Murder for hire requires a certain mindset. Patience, diligence, attention to detail, caution, detachment: all of these have defined 47 for the previous four Hitman games. In Hitman: Absolution, however, it appears that 47 has forgotten a decade of his experience and training.
In the opening level, 47 turns his back on his agency, deliberately fails to complete his mission, and goes rogue. From then on, he is either seeking to learn the history of a girl named Victoria or attempting to get her back from those who’ve kidnapped her.
The gameplay in the Hitman series has been very similar since Hitman 2. Each game used a very similar system and each had a similar feature set. Most of the innovation was in level design and the creation of interesting assassination scenarios. Absolution is the first major change in system since then, and, unfortunately it is mostly for the worse. Arbitrary saving has gone away, replaced with checkpoints which are all too rare. The graphics have been updated to be appropriate with the times, but that has led to the game having a very inconsistent frame rate. If data is loading, the frame rate will often slow to a crawl.
Unfortunately, bugs aren’t limited to the graphics subsystem.
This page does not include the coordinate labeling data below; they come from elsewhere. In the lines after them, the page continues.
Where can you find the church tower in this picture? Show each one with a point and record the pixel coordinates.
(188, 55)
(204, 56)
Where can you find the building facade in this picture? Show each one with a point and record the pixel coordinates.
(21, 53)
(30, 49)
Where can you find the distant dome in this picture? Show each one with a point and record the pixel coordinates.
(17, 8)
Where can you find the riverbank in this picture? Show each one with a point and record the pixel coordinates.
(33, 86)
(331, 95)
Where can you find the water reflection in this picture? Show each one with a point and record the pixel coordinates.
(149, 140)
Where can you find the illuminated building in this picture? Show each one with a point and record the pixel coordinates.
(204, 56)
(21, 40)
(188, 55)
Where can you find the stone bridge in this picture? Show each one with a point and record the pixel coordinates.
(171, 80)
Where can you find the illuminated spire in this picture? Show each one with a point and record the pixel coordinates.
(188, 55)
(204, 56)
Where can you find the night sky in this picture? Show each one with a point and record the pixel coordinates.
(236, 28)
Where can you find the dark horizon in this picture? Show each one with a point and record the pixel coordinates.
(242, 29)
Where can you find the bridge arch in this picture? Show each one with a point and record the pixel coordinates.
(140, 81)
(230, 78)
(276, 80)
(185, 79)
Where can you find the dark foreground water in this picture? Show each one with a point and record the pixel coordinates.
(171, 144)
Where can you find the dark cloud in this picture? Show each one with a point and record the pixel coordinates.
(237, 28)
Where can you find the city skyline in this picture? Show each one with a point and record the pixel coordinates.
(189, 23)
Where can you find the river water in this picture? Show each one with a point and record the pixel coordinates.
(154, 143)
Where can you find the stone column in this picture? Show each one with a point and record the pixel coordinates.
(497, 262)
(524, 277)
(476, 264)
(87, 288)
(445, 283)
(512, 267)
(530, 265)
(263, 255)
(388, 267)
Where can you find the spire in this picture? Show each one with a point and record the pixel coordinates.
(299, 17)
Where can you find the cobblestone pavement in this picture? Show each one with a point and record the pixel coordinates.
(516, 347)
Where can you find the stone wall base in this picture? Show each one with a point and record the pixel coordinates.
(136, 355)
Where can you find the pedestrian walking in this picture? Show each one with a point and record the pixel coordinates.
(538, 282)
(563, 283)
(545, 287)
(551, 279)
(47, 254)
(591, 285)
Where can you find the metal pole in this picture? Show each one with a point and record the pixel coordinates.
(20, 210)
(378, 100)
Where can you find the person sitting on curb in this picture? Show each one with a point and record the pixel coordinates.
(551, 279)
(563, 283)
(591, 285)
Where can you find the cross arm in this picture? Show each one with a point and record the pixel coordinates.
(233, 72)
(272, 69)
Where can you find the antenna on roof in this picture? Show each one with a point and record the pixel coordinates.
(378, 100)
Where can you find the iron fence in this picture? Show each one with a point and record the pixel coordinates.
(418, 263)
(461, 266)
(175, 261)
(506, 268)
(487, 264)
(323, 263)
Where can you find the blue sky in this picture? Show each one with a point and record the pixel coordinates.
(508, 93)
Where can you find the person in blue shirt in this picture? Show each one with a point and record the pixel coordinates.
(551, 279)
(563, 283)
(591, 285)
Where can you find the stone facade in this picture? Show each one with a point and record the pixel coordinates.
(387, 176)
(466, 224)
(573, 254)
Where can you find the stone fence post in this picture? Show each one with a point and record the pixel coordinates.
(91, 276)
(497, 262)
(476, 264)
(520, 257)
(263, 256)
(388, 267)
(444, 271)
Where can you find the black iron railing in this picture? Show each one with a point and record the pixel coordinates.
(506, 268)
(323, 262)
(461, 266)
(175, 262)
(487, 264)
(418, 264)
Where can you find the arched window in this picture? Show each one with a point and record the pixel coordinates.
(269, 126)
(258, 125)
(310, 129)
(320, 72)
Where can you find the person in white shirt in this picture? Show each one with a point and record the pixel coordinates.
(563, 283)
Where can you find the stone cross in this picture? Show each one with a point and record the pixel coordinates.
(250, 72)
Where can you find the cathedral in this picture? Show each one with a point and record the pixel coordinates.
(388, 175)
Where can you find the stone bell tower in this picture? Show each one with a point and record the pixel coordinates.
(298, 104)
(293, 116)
I’ve repeatedly had problems with the game corrupting its own data files and then crashing when it attempts to read the same. If left paused for an extended period of time (say a few hours), the game will be unplayable–lagging, stuttering and otherwise being finicky.
Absolution is really divided into three kinds of levels. The first–and best–are the open assassination levels. These give 47 a great deal of freedom in carrying out his mission and there is enough room to maneuver to make it fun while still being challenging. The second type are the highly restricted assassination levels. These levels often occur in entirely hostile places with highly restricted areas of movement and filled to the brim with guards. Often, these levels are just exercises in patience until the scripted kills can be identified. The third–and worst–type are the sneaking levels. They have no killing, no interesting mechanics, just waiting, sliding along cover, and dodge rolling. In a sense, they are entire levels devoted to the least interesting aspect of the Hitman series.
When you’re playing its good levels, Absolution is as good as any other Hitman game. I just wish that the good levels occurred more often. As it stands, less than half of the levels fall into what I would classify as the “best” type of level. And with a ratio like that, I just can’t recommend the game.